Juxtaposition de témoignages
Le travail extrêmement riche de Jean-Pierre Krief, Tonnerre roulant sur Bagdad H H , proposé par Arte, vient compléter celui d’Anne Nivat, et se concentre davantage sur la guerre elle-même. Pendant quatre ans et demi, le documentariste, spécialiste de l’Irak et auteur notamment de "Saddam Hussein, histoire d’un procès annoncé", a recueilli une infinité de témoignages, côté irakien et côté américain, pour revenir sur 2003, l’année de l’invasion. La juxtaposition des récits, amenés dans une forme cinématographique, permet de revivre cette guerre de l’intérieur, au plus près des hommes.

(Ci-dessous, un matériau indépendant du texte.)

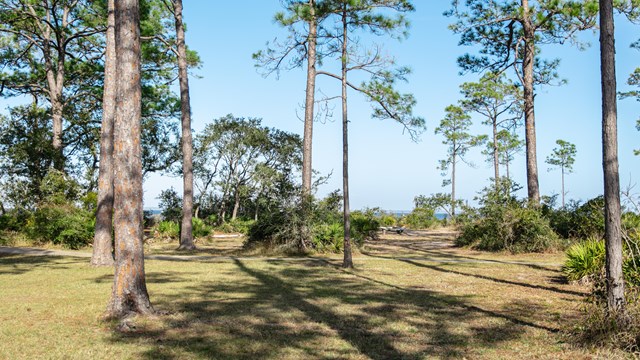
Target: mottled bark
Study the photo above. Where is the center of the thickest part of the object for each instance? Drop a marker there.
(496, 160)
(348, 259)
(307, 146)
(563, 192)
(55, 72)
(453, 182)
(615, 282)
(236, 204)
(186, 230)
(533, 187)
(102, 241)
(129, 293)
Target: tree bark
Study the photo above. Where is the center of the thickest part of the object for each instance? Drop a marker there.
(563, 192)
(615, 282)
(453, 184)
(496, 160)
(348, 259)
(236, 204)
(529, 115)
(186, 232)
(102, 241)
(307, 146)
(129, 293)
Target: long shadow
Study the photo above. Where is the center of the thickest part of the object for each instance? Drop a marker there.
(468, 307)
(20, 264)
(348, 327)
(445, 255)
(489, 278)
(282, 307)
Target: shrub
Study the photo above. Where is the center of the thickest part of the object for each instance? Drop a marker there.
(328, 237)
(364, 226)
(200, 229)
(288, 229)
(578, 221)
(503, 223)
(584, 259)
(15, 220)
(62, 224)
(167, 230)
(235, 226)
(170, 205)
(420, 218)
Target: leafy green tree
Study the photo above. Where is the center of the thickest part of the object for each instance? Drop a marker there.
(499, 101)
(372, 16)
(26, 154)
(102, 254)
(563, 157)
(634, 80)
(509, 144)
(303, 20)
(455, 130)
(508, 33)
(52, 51)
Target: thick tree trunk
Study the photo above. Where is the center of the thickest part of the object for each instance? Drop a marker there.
(307, 148)
(529, 115)
(348, 259)
(186, 230)
(615, 282)
(102, 241)
(129, 293)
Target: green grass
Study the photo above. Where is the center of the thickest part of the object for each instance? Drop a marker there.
(431, 303)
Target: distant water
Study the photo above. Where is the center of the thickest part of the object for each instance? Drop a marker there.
(401, 213)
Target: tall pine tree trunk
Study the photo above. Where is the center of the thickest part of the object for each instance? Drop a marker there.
(236, 204)
(307, 149)
(496, 160)
(186, 230)
(348, 260)
(102, 241)
(615, 282)
(533, 187)
(129, 293)
(453, 184)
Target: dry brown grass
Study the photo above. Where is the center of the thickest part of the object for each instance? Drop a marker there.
(410, 297)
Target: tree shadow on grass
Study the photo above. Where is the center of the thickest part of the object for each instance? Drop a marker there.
(489, 278)
(21, 264)
(291, 311)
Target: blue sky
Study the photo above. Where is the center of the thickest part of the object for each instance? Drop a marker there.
(386, 168)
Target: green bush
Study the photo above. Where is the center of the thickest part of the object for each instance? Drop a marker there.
(62, 224)
(420, 218)
(328, 237)
(289, 229)
(503, 223)
(578, 221)
(584, 259)
(167, 230)
(200, 229)
(235, 226)
(364, 226)
(15, 220)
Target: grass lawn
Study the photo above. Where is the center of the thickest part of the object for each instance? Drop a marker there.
(409, 298)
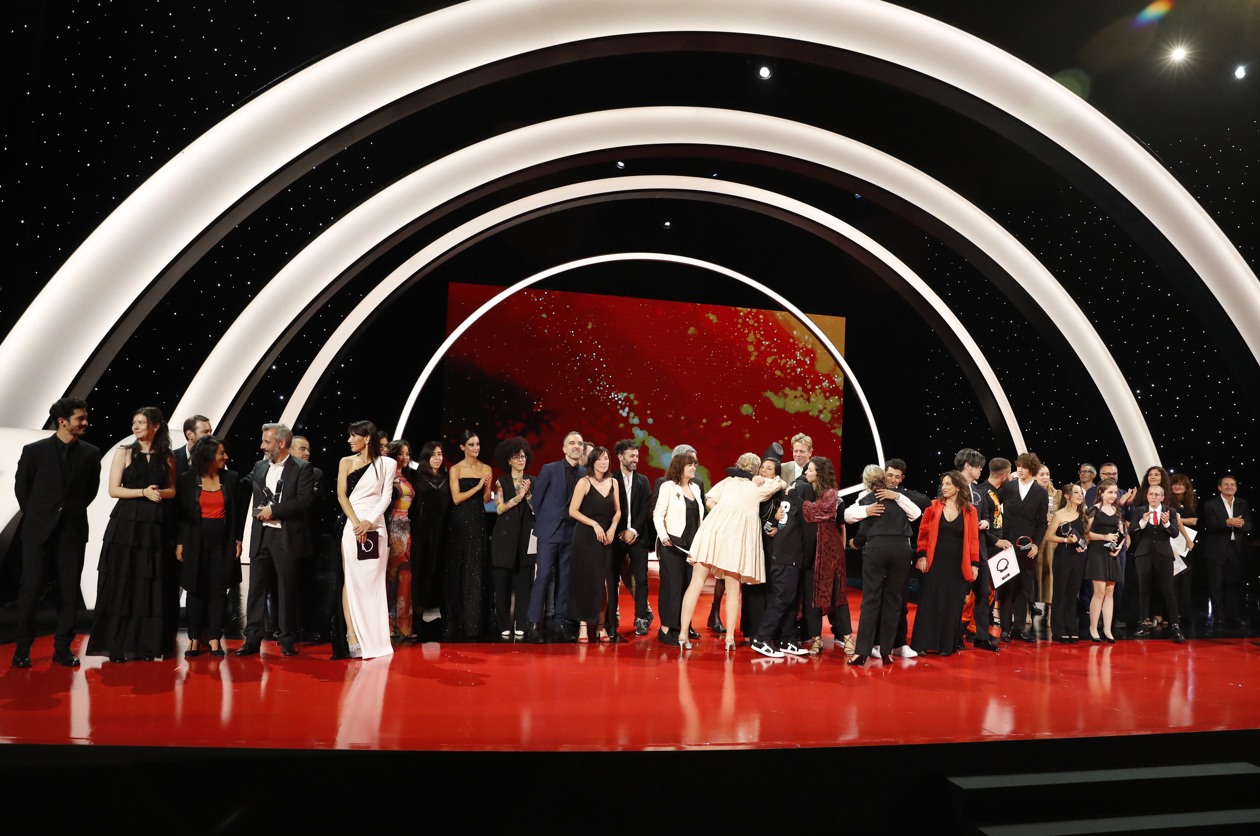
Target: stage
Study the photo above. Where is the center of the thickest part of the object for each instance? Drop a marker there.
(639, 695)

Construit en deux parties d’une bonne heure chacune, ce documentaire démarre avec les préparatifs militaires américains à la frontière koweïtienne, à l’automne 2002. Les troupes s’entraînent pour une éventuelle intervention en Irak. De l’autre côté de la frontière, l’attente n’en finit plus pour les civils, les militaires et les dirigeants, qui tentent de donner le change, malgré un armement obsolète largement insuffisant face au suréquipement américain et aux 70000 hommes déployés. Une atmosphère dépeinte avec poésie et justesse par l’écrivain irakien Saad Salloum, qui explique toute l’ambiguïté de la situation pour des Irakiens exsangues, prêts à accepter l’occupation américaine pour être délivrés du régime baassiste de Saddam Hussein.
Le commentaire de Jean-Pierre Krief est minimaliste, le ton est grave. Et lorsque l’invasion devient effective, les images d’archives (souvent inédites) prennent tout leur sens.